Work Programme has supported 450,000 into work

22 September 2015

The latest Government statistics on the Work Programme, which were published this week, have revealed that over 450,000 people, who have entered the programme since it began in June 2011, have found sustained work.

The main findings of the latest data are:

• Around 1.76 million people have joined the Work Programme, of which a little under one and a half thousand were claiming Universal Credit. Over a quarter of those with sufficient time to do so spent at least six months in work (or three for the harder to help); 459,000 individuals in total.

• Around 1.3 million individuals have completed their allotted time on the scheme. Of those completing the programme, approaching a quarter were still in work at the two year point (or providers had received the maximum payments). Around 7 in 10 returned to Jobcentre plus.

• The 18 to 24 year old JSA claimant group is showing its highest ever levels for the three latest monthly intakes. The other JSA group has fallen since the last quarter.

• Minimum performance levels have been exceeded for each contract over the past twelve months.
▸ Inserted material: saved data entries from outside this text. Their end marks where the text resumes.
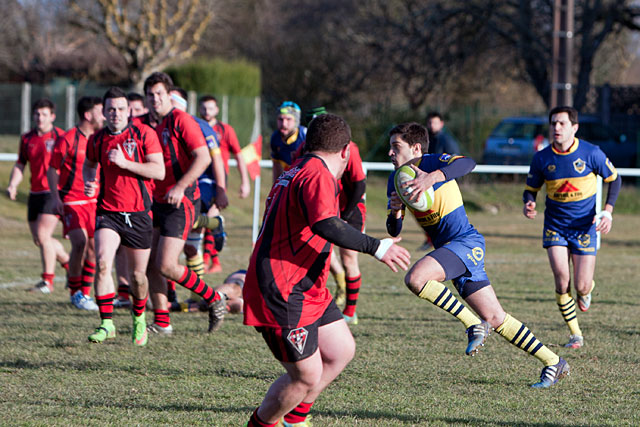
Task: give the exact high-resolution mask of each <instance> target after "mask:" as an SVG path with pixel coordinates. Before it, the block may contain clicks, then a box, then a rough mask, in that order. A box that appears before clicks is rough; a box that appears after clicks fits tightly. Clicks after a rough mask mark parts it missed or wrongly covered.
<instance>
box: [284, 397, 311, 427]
mask: <svg viewBox="0 0 640 427" xmlns="http://www.w3.org/2000/svg"><path fill="white" fill-rule="evenodd" d="M312 406H313V402H311V403H306V402H300V404H299V405H298V406H296V407H295V408H293V409H292V410H291V412H289V413H288V414H287V415H285V416H284V420H285V421H286V422H288V423H292V424H295V423H301V422H303V421H304V420H306V419H307V415H308V414H309V411H310V410H311V407H312Z"/></svg>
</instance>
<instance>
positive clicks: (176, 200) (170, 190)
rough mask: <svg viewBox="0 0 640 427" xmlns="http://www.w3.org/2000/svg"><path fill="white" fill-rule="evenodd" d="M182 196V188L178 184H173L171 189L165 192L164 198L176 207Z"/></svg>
mask: <svg viewBox="0 0 640 427" xmlns="http://www.w3.org/2000/svg"><path fill="white" fill-rule="evenodd" d="M183 197H184V188H182V187H181V186H179V185H178V184H176V185H174V186H173V188H171V190H169V191H168V192H167V195H166V196H165V199H167V203H169V204H170V205H173V206H175V207H176V208H179V207H180V204H182V198H183Z"/></svg>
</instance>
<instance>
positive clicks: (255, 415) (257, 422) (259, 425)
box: [247, 408, 278, 427]
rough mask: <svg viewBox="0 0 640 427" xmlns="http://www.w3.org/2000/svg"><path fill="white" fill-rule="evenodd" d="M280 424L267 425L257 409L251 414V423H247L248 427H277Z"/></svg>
mask: <svg viewBox="0 0 640 427" xmlns="http://www.w3.org/2000/svg"><path fill="white" fill-rule="evenodd" d="M277 424H278V422H275V423H273V424H269V423H265V422H264V421H262V420H261V419H260V417H259V416H258V409H257V408H256V410H255V411H253V414H251V418H249V422H248V423H247V427H275V425H277Z"/></svg>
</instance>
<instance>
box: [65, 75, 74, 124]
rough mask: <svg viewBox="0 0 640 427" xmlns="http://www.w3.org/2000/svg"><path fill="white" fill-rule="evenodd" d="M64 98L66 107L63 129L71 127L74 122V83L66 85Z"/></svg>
mask: <svg viewBox="0 0 640 427" xmlns="http://www.w3.org/2000/svg"><path fill="white" fill-rule="evenodd" d="M66 100H67V108H66V116H65V121H64V124H65V126H66V127H65V129H71V128H72V127H73V125H74V124H75V120H74V116H75V114H74V111H75V105H76V87H75V86H74V85H67V90H66Z"/></svg>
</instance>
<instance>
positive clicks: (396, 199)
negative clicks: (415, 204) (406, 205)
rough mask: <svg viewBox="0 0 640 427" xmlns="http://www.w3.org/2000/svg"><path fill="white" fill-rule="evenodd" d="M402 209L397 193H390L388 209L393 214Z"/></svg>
mask: <svg viewBox="0 0 640 427" xmlns="http://www.w3.org/2000/svg"><path fill="white" fill-rule="evenodd" d="M403 207H404V203H402V200H400V197H399V196H398V193H396V192H395V191H392V192H391V198H390V199H389V208H390V209H391V210H392V211H394V212H398V211H401V210H402V208H403Z"/></svg>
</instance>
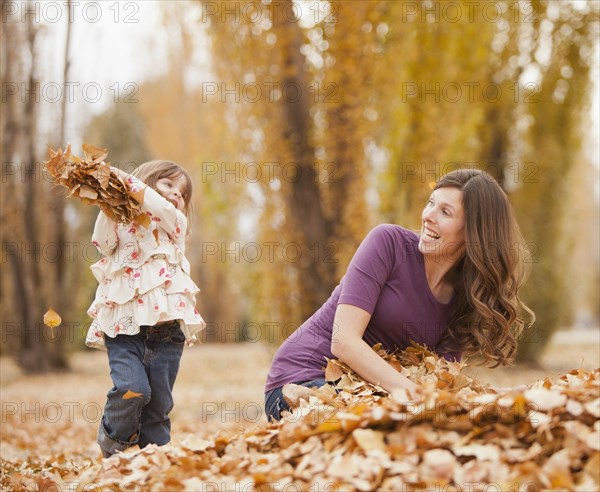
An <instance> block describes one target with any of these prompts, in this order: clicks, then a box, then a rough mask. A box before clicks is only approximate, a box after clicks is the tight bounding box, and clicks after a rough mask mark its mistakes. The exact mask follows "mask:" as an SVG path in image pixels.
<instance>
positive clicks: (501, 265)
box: [435, 169, 535, 367]
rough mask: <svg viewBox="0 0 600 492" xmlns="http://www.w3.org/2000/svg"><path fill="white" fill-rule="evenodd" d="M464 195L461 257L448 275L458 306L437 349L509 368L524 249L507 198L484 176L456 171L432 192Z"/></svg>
mask: <svg viewBox="0 0 600 492" xmlns="http://www.w3.org/2000/svg"><path fill="white" fill-rule="evenodd" d="M444 187H455V188H458V189H460V190H462V192H463V209H464V217H465V243H466V244H465V252H464V254H463V256H462V257H461V258H460V259H459V261H458V262H457V263H456V264H455V265H454V266H453V268H452V269H451V270H450V271H449V272H448V274H447V279H448V281H449V282H450V283H451V284H452V286H453V287H454V291H455V292H456V295H457V303H456V305H455V308H454V309H453V312H452V313H451V315H450V319H449V323H448V331H447V333H446V335H445V336H444V338H443V340H442V342H441V343H440V346H441V347H444V346H451V347H457V348H459V349H460V350H462V351H463V353H464V354H465V355H470V354H474V353H481V354H482V355H483V357H484V361H483V363H485V364H489V365H491V366H492V367H495V366H498V365H499V364H510V363H511V362H512V360H513V359H514V356H515V354H516V350H517V339H518V337H519V335H520V334H521V332H522V330H523V327H524V325H525V322H524V321H523V318H522V314H523V311H526V312H527V313H529V315H530V316H531V318H532V320H531V323H533V321H534V320H535V315H534V313H533V312H532V311H531V310H530V309H529V308H528V307H527V306H526V305H525V304H524V303H523V302H522V301H521V300H520V299H519V296H518V293H519V289H520V288H521V286H522V285H523V283H524V282H525V279H526V277H527V269H526V266H527V265H526V263H525V261H524V259H525V254H526V253H527V248H526V246H525V241H524V240H523V236H522V235H521V231H520V229H519V225H518V224H517V221H516V219H515V216H514V212H513V210H512V207H511V205H510V203H509V201H508V197H507V196H506V193H504V191H503V190H502V188H501V187H500V185H499V184H498V183H497V182H496V181H495V180H494V179H493V178H492V177H491V176H490V175H489V174H487V173H485V172H483V171H479V170H474V169H459V170H457V171H453V172H451V173H448V174H446V175H445V176H442V178H440V179H439V181H438V182H437V183H436V186H435V189H439V188H444Z"/></svg>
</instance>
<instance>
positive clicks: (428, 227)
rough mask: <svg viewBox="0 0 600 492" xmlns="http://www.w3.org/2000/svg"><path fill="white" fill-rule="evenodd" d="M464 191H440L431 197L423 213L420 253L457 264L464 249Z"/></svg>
mask: <svg viewBox="0 0 600 492" xmlns="http://www.w3.org/2000/svg"><path fill="white" fill-rule="evenodd" d="M462 202H463V192H462V190H460V189H459V188H454V187H445V188H438V189H437V190H434V192H433V193H432V194H431V196H430V197H429V200H428V201H427V205H425V208H424V209H423V213H422V214H421V220H422V224H421V238H420V239H419V251H420V252H421V253H422V254H424V255H432V256H436V257H438V258H439V259H440V260H449V261H451V262H455V261H457V260H458V259H459V258H460V257H461V255H462V253H463V251H464V248H465V219H464V210H463V205H462Z"/></svg>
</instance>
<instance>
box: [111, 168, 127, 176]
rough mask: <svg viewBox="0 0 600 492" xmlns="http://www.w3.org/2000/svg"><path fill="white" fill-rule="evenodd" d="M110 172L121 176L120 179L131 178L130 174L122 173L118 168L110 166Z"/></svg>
mask: <svg viewBox="0 0 600 492" xmlns="http://www.w3.org/2000/svg"><path fill="white" fill-rule="evenodd" d="M110 170H111V171H112V172H113V173H115V174H116V175H117V176H119V178H122V179H127V178H128V177H129V173H126V172H125V171H122V170H121V169H119V168H118V167H114V166H110Z"/></svg>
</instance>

• Results against the Department’s transparency measure have continuously improved since the start of the programme. This measure applies to all claimant types. Overall levels at the 12 month point are now more than twice those of the earliest joiners. The latest three claimant intakes to complete a year on the scheme (April, May and June 2014) show the highest ever levels, well above minimum expectation.

The figures have been celebrated as further evidence that the Government’s welfare to work ambitions are making real and sustained progress. Kirsty McHugh, ERSA Chief Executive, welcomed the latest figures:

‘The Work Programme is motoring. Approaching three quarters of a million long term unemployed jobseekers have now found work on the scheme, with over 450,000 now in sustained work. These figures are set to grow, showing that good quality employment support changes lives.’

However, these latest numbers coincide with research by mental health charity Mind which found that the Government’s flagship Work Programme is negatively impacting on the mental health of those taking part whilst also making them less able to work. 83 percent of those surveyed said the scheme had contributed to a worsening of their mental health whilst 76 percent said the Work programme had made reduced their confidence to work.

The charity has called for an overhaul of the system, with an alternative model offered for those with mental health problems. Mind claim that a support system which focuses on tailored, personalised support whilst reducing pressure on participants would produce much better outcomes: in terms of participant welfare, job results and programme cost.